在医学领域，基于脑电图（EEG）的情感识别已广泛应用于情感计算。尽管深度学习在脑电信号分析中非常普遍，但标准的卷积神经网络和递归神经网络在捕捉全局依赖性和解决脑电信号的非线性和不稳定性特征方面存在固有的局限性，因此无法有效处理脑电图数据。我们提出了一种基于三维卷积神经网络（3D-CNN）和视觉转换器（ViT）的双重迁移学习方法，以增强情感识别能力。本文旨在有效利用三维卷积神经网络捕捉脑电信号的空间特征，降低数据协方差，提取浅层特征。此外，还加入了 ViT，以提高模型捕捉长程依赖关系的能力，从而促进深度特征提取。该方法包括两个阶段：首先，将预先训练好的 3D-CNN 前端用作浅层特征提取器，以减轻脑电图数据协方差和变压器偏差，重点是低层特征检测。随后的阶段利用 ViT 作为深度特征提取器，善于对脑电信号的全局进行建模，并利用注意力机制进行精确分类。我们还提出了一种用于迁移学习中数据映射的创新算法，确保两个时空维度的特征表示一致。这种方法大大改进了全局特征处理和长程依赖性检测，同时整合了颜色通道，增强了模型对信号变化的敏感性。在对 DEAP 进行的 10 倍交叉验证实验中，实验结果表明所提出的方法达到了 92.44 （\%\）和 92.85 （\%\）的分类精度。在情绪和唤醒维度上，四类分类的准确率分别为：HVHA：88.01（\%\），HVLA：88.27（\%\），LVHA：90.89（\%\），LVLA：78.84（\%\）。同样，它在 SEED 上也达到了 98.69 的准确率。总之，这种方法不仅在推进情感识别任务方面具有巨大潜力，而且对更广泛的情感计算领域也有贡献。

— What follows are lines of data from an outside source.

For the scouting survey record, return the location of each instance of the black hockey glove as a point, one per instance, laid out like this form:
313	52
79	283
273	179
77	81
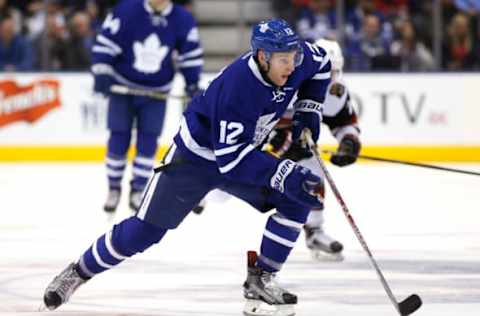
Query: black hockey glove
347	151
299	184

本文章由计算机程序翻译，如有差异，请以英文原文为准。

求助全文

约1分钟内获得全文求助全文

来源期刊

Applied Intelligence 工程技术-计算机：人工智能

CiteScore

6.60

自引率

20.80%

发文量

1361

审稿时长

5.9 months

期刊介绍： With a focus on research in artificial intelligence and neural networks, this journal addresses issues involving solutions of real-life manufacturing, defense, management, government and industrial problems which are too complex to be solved through conventional approaches and require the simulation of intelligent thought processes, heuristics, applications of knowledge, and distributed and parallel processing. The integration of these multiple approaches in solving complex problems is of particular importance. The journal presents new and original research and technological developments, addressing real and complex issues applicable to difficult problems. It provides a medium for exchanging scientific research and technological achievements accomplished by the international community.